Nevertheless, there was optimism in the ether and a sense that this dealer-led initiative might finally allow the art world to take bold virtual strides. Co-founder James Cohan had managed to secure an impressive line up of fellow international gallerists including David Zwirner, Gagosian, White Cube and Hauser & Wirth. “Every market tries to find new possibilities to expand—who knows what will happen,” said Hauser director Marc Payot ahead of the launch.
No one, it seemed, was prepared for what did happen. As the fair went live, the site buckled under the demand as thousands of people tried to log in. What Cohan is calling a “glitch” in technology in fact undermined the entire premise of the fair. In addition, the much-vaunted interactive chat feature failed to work, and was then deliberately disabled by the organisers, further crippling the speed of the site. “It was a fiasco,” said Paris gallerist Emmanuel Perrotin. A survey of galleries, collectors and advisors conducted by The Art Newspaper confirmed wide-scale disappointment. Perhaps unsurprisingly, most of those surveyed asked to remain anonymous.
As well as the much-reported technological failure, the event has raised some uncomfortable questions about online privacy. The twitterati, while branding the fair “VIP art fail”, were also tweeting furiously about problems with visitor confidentiality. While browsers could adjust their privacy settings, the default was to “share”, and each gallery has now received a list of everyone that visited the booth—along with their email addresses. Cohan says the settings were standard fare for a website: “We were advised by council that [the link to the privacy setting] should be on every page. It was made very clear.”

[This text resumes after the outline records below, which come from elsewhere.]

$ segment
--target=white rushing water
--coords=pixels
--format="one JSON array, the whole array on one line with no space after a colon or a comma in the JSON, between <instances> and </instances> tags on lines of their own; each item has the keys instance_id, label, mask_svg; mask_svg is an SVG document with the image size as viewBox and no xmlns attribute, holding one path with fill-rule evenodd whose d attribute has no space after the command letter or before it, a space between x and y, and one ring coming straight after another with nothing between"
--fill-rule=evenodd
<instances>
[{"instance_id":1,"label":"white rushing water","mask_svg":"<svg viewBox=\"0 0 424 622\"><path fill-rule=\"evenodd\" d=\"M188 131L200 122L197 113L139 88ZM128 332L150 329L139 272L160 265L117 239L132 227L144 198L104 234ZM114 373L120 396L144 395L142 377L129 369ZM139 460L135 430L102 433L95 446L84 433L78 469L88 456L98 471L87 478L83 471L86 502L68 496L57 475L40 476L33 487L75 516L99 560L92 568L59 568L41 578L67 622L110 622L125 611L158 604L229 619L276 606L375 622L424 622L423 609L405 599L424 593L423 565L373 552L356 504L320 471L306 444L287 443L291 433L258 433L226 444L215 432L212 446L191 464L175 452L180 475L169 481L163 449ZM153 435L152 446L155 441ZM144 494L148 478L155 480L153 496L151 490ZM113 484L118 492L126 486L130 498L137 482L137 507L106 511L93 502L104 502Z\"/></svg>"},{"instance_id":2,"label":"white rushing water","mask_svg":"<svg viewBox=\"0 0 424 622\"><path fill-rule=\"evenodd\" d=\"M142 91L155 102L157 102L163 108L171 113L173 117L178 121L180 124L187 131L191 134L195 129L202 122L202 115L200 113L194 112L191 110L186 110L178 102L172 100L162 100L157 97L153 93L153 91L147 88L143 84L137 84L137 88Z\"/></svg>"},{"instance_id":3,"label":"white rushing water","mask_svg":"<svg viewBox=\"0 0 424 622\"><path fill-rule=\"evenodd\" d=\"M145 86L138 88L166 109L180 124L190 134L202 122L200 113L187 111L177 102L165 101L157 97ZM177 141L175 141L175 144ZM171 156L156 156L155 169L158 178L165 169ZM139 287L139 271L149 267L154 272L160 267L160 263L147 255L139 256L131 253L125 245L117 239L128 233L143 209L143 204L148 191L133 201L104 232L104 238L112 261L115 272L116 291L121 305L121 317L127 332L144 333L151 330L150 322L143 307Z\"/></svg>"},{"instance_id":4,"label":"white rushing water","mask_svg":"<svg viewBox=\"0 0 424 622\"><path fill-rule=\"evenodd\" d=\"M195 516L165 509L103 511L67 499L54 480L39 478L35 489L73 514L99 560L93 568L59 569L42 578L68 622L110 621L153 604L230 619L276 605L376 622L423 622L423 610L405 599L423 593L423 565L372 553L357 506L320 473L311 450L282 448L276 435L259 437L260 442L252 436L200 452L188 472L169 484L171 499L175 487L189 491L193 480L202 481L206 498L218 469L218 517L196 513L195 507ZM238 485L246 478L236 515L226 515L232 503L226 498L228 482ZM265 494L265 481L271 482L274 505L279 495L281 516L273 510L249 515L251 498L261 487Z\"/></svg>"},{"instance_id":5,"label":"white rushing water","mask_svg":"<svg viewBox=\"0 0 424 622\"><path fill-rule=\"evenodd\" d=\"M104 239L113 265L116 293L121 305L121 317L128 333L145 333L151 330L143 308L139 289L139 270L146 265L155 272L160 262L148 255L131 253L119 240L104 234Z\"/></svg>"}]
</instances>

Some dealers are scratching their heads to work out the best way to make use of the information. “What do you say to your clients? ‘I VIP-fair stalked you?’” said one. Another problem was that, in the brief period when the chat function was operational, some comments were said to be sent to the wrong people. “Sometimes the wrong party received our messages,” said Johann König. Not so, say the organisers. “No chat went to anyone by mistake,” said Cohan.
For others, however, there was another over-riding problem. “The biggest negative was that all the work was old and stale,” said one prominent American collector, who declined to be named. Cohan countered this: “How many times have we heard the same things about fairs?”
Despite such “glitches”, the demand that apparently crashed the site was also impressive in its scale. 41,000 people registered for the fair from 196 countries, according to the organisers. Some galleries, including Sadie Coles, said they made fresh contacts: sales manager Lieselotte Seaton said the gallery met two totally new collectors from the US and made several sales.
“I still believe in the idea. We will overcome these problems,” said Cohan. “There is a place for this platform in our world, and I am proud to have paved the way.” But, do the dealers agree? The most common reaction was, as one New York dealer said: “I might consider it with the guarantee of functionality and at a lower price” [exhibitors paid $3,000 to $20,000 for their cyber-space]. While the technology will doubtless be improved for VIP 2.0, the extent to which the fair is a game-changer remains to be seen.
The collector’s experience…
Mervyn Metcalf, managing director at the investment bank Global Leisure Partners, was sent a VIP pass by Gagosian gallery, from where he has previously bought work. Early on he bought one piece from its VIP fair booth: Roe Ethridge’s Studio with Red Bag, 2009, for $12,000. He later bought T.M. Davy’s Portrait of Liam (detail, right), 2010, for $2,000 and Like a Record, 2008, for $7,000, both from Eleven Rivington. “VIP gave me access to galleries [such as Eleven Rivington] that I wouldn’t normally see in London,” he told The Art Newspaper. But he was disappointed by the website. “Navigation was clunky, it didn’t work at all well on the iPad and, of course, there was the infamous failure even to log people onto the site,” he said. He was also unaware that his personal data had been stored by the fair: “I am not too pleased about this… [VIP] should think hard about how they respect their customers.”